Quand un drone ne peut plus compter sur le signal satellite, il lui faut une autre manière de se repérer. C’est ce genre de problème, très concret malgré son allure de science-fiction, qui mène jusqu’à Mérignac.
AspenNav, jeune entreprise américaine dont les équipes se répartissent entre Denver et Mérignac, travaille sur la navigation inertielle et la fusion de capteurs. Dans la dernière liste publiée par Invest in Bordeaux pour mars-avril 2026, elle apparaît avec 10 emplois annoncés. Le chiffre est modeste, mais le signal compte.
La Gironde n’attire pas seulement par grands sites ou par effets de vitrine. Elle continue aussi d’attirer de petites équipes très spécialisées, là où elles trouvent déjà un environnement favorable: donneurs d’ordres, sous-traitants, ingénieurs, incubateurs, clients potentiels. À Mérignac, près de l’écosystème aéronautique, spatial et défense, une entreprise comme AspenNav n’arrive pas par hasard.
La liste d’Invest in Bordeaux recense 11 décisions d’implantation ou de développement, pour 123 emplois annoncés. Ce chiffre doit être lu pour ce qu’il est: une projection, pas un bilan d’embauches. Un bureau, une école, une agence de conseil ou une entreprise incubée ne produisent pas le même effet local qu’un atelier de production. Mais l’ensemble donne une photographie utile de ce que la Gironde attire en ce moment.
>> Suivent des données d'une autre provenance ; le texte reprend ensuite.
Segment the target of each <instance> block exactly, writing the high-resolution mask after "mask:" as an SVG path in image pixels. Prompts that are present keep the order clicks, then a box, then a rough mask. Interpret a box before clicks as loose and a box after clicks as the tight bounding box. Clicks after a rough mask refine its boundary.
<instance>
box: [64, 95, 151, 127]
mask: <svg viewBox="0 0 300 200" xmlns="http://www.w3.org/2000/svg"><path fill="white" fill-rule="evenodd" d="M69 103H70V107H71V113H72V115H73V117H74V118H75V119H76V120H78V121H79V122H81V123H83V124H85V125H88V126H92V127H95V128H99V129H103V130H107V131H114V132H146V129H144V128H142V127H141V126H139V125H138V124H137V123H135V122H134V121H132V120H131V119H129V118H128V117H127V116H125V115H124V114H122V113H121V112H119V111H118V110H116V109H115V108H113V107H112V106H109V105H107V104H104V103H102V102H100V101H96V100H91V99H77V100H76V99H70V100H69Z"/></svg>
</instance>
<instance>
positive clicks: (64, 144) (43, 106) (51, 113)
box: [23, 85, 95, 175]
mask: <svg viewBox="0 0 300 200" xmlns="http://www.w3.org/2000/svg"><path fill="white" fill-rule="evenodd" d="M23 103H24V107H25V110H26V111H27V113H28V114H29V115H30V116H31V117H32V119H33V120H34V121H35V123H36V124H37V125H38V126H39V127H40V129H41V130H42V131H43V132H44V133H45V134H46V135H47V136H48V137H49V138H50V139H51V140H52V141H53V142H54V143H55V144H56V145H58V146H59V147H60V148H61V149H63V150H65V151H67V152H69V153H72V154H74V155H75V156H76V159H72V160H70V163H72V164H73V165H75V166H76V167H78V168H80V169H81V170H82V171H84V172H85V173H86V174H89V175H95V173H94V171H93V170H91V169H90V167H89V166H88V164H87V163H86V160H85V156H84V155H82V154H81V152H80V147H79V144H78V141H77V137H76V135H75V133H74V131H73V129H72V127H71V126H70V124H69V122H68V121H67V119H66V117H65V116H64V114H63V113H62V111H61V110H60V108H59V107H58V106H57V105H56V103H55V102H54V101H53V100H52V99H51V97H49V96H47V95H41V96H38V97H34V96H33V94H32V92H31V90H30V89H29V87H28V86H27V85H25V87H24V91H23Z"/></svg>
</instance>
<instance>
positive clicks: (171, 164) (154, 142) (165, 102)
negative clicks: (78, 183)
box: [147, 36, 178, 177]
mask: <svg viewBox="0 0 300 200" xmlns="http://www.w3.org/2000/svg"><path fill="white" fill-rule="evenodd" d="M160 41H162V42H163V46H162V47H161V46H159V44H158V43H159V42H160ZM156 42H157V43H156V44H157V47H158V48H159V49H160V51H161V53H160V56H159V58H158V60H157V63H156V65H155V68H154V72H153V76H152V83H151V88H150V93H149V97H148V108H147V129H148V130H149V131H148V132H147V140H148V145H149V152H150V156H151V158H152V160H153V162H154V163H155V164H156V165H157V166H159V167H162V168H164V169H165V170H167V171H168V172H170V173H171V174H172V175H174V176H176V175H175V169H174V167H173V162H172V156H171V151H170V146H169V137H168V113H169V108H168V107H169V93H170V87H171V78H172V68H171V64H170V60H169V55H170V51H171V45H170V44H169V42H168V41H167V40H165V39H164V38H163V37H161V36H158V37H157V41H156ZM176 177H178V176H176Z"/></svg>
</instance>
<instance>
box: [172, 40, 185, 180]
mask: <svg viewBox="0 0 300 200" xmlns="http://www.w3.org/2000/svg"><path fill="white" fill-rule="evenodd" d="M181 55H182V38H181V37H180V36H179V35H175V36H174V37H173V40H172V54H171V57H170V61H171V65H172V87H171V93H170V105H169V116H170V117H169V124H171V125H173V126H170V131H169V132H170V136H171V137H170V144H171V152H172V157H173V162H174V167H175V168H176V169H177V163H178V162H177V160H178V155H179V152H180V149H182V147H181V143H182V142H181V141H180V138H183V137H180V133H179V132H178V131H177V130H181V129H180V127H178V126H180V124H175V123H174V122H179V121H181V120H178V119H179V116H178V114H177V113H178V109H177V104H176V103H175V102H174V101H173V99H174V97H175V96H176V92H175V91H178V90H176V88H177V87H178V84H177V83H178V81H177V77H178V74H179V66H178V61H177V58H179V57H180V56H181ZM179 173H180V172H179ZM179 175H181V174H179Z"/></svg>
Le premier fil passe par l’aéronautique, le spatial et la défense. AspenNav, Axial Drones et Orbit Ways représentent ensemble 45 emplois annoncés. Deux de ces projets passent par le Cockpit, à Mérignac, le site de Bordeaux Technowest consacré à l’aéronautique, au spatial, à la défense et à l’industrie du futur. Orbit Ways travaille par exemple sur des services embarqués pour éviter les collisions de satellites et faciliter leur désorbitation. On reste dans des équipes réduites, mais sur des sujets où la compétence compte davantage que le volume immédiat.
Autre fil visible: le numérique. Wyll, entreprise toulousaine spécialisée dans le DevOps, le cloud et la donnée, annonce 40 emplois à Bordeaux. Atelier Cyber, dont La Clé Publique a déjà raconté l’arrivée bordelaise, figure aussi dans la séquence, avec 10 emplois annoncés. Ici, le territoire ne cherche pas seulement des usines ou des sièges sociaux. Il capte aussi des services techniques, utiles aux PME, aux industriels, aux collectivités et aux entreprises déjà installées.
Les écoles complètent le tableau. IPSSI ouvre un campus bordelais autour de l’informatique, de l’intelligence artificielle et de la cybersécurité. Jedha prévoit une première classe de 25 étudiants aux Hangars 16 et 17. Ces implantations ne pèsent pas beaucoup en emplois directs, mais elles disent quelque chose des besoins locaux. Attirer des entreprises ne suffit pas si les développeurs, ingénieurs cloud, profils cybersécurité ou spécialistes de la donnée manquent derrière.
La géographie est presque aussi importante que les noms. Mérignac et l’ouest métropolitain concentrent les signaux liés à l’aéronautique, aux drones, au spatial et à la défense. Bordeaux attire davantage les services numériques, les écoles et les fonctions d’appui aux entreprises. Pessac apparaît dans la continuité de cette économie technique, notamment autour de la cybersécurité.
Ce n’est pas une vague spectaculaire. C’est une addition de petites pièces: drones, navigation, satellites, cloud, cybersécurité, formation. Pour la Gironde, l’enjeu n’est donc pas seulement d’annoncer 123 emplois. Il sera de voir combien seront réellement créés, à quel rythme, et pour quels profils locaux. Les communiqués dessinent la carte. Les recrutements diront où elle se remplit vraiment.